I am trying to speed-up a code which basically consists of a large number of matrix vector multiplications and dot products
I devised a simple code which will multiply a random 15000x15000 matrix with a 15000x1 vector (Both NON Zero/ Non Sparse) which goes like this
- Code: Select all
call system_clock(t1)
b = matmul(a,x)
call system_clock(t2)
print*,"MATMUL :",(t2-t1)
call system_clock(t1)
b = matmult(n,a,x)
call system_clock(t2)
print*,"MATMULT :",(t2-t1)
call system_clock(t1)
call dgemv ( 'N', n, n,1.0D+00, a, n, x, 1, 1.0D+00, b, 1 )
call system_clock(t2)
print*,"DGEMV :",(t2-t1)
where
- Code: Select all
FUNCTION MATMULT(dim,a,x)
INTEGER :: dim
double precision, DIMENSION(dim,dim) :: a
double precision, DIMENSION(dim) :: x
INTEGER ::i,j
double precision, DIMENSION(dim) :: MATMULT
!$omp parallel
!$omp workshare
MATMULT(1:n) = matmul( a(1:n,1:n), x(1:n) )
!$omp end workshare
!$omp end parallel
END FUNCTION MATMULT
I am using the commands as follows (WITHOUT CHANGING THE CODE AT ALL) :
gfortran matrix_multi.f90 -lblas && ./a.out (Clean i.e without openmp parallellization)

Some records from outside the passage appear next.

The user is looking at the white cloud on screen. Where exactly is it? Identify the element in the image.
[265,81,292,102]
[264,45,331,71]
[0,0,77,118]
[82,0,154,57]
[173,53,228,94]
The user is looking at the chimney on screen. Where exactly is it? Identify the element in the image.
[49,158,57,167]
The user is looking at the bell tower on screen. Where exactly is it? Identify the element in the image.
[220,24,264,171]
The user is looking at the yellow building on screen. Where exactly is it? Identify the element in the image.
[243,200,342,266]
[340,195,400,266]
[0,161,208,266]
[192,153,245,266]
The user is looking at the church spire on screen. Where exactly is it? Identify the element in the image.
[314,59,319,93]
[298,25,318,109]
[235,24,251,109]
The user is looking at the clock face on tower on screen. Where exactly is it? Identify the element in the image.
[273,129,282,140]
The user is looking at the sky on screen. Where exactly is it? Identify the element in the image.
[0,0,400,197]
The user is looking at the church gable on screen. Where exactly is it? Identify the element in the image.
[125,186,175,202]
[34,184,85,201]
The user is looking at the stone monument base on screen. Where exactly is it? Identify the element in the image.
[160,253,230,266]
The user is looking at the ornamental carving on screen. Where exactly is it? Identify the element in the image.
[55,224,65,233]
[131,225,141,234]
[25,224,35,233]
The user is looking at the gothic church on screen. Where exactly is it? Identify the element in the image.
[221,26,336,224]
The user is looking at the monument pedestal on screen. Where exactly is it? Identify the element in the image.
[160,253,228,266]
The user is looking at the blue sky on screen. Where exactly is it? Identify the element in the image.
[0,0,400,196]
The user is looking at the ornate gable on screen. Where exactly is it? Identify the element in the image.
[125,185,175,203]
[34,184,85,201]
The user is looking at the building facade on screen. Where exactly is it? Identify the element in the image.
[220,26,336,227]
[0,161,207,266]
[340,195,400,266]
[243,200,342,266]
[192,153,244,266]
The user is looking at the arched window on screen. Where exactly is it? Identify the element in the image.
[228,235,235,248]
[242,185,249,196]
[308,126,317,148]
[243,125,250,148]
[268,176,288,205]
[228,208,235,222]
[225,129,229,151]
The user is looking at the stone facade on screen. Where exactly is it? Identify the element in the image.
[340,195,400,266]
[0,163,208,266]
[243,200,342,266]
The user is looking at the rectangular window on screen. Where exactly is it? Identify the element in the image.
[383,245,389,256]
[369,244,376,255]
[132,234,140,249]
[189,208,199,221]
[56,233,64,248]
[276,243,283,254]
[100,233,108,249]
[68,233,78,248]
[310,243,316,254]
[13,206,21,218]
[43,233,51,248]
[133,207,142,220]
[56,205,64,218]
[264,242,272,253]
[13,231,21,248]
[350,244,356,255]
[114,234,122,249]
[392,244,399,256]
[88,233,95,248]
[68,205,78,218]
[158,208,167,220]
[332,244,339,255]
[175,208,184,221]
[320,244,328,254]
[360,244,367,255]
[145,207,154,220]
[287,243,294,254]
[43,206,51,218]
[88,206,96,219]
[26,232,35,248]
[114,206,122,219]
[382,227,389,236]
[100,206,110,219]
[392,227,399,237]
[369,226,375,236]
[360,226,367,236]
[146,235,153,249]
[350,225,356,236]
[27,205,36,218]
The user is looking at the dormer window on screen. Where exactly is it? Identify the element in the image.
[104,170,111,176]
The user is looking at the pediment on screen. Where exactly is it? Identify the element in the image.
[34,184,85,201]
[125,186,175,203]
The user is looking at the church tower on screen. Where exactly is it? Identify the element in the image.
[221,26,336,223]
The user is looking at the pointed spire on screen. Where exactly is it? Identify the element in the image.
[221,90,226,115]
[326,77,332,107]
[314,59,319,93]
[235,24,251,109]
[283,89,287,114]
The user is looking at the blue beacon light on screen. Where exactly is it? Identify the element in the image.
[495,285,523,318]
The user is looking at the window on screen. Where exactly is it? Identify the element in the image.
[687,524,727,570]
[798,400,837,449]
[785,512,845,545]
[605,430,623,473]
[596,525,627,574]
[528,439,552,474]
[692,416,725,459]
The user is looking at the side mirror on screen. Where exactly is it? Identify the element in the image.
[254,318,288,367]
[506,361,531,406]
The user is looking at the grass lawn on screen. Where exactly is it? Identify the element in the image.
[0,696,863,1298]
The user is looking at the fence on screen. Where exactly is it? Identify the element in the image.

gfortran matrix_multi.f90 -lblas -fopenmp && ./a.out
gfortran matrix_multi.f90 -lf77blas -latlas && ./a.out
gfortran matrix_multi.f90 -lgoto2 -lpthread && ./a.out
gfortran m.f90 -L$MKLROOT/lib/ia32 -lmkl_blas95 -Wl,--start-group -lmkl_gf -lmkl_gnu_thread -lmkl_core -Wl,--end-group -lpthread -m32 -fopenmp (from linkline advisor)
But for some reason, the intrinsic MATMUL is almost always faster than all others.
Even if it isn't the fastest, it is VERY close to the fastest version.
Only in the case of mkl compiler is the DGEMV ALWAYS faster than the others.
Am I doing something wrong ? I am completely confused.
I don't know anything about installation and stuff and was barely able to install the files from synaptic and link them.
I am a complete N00B
I have already seen all links including one where someone is comparing lapack with mathematica and matlab but none seem to answer my questions
Thanks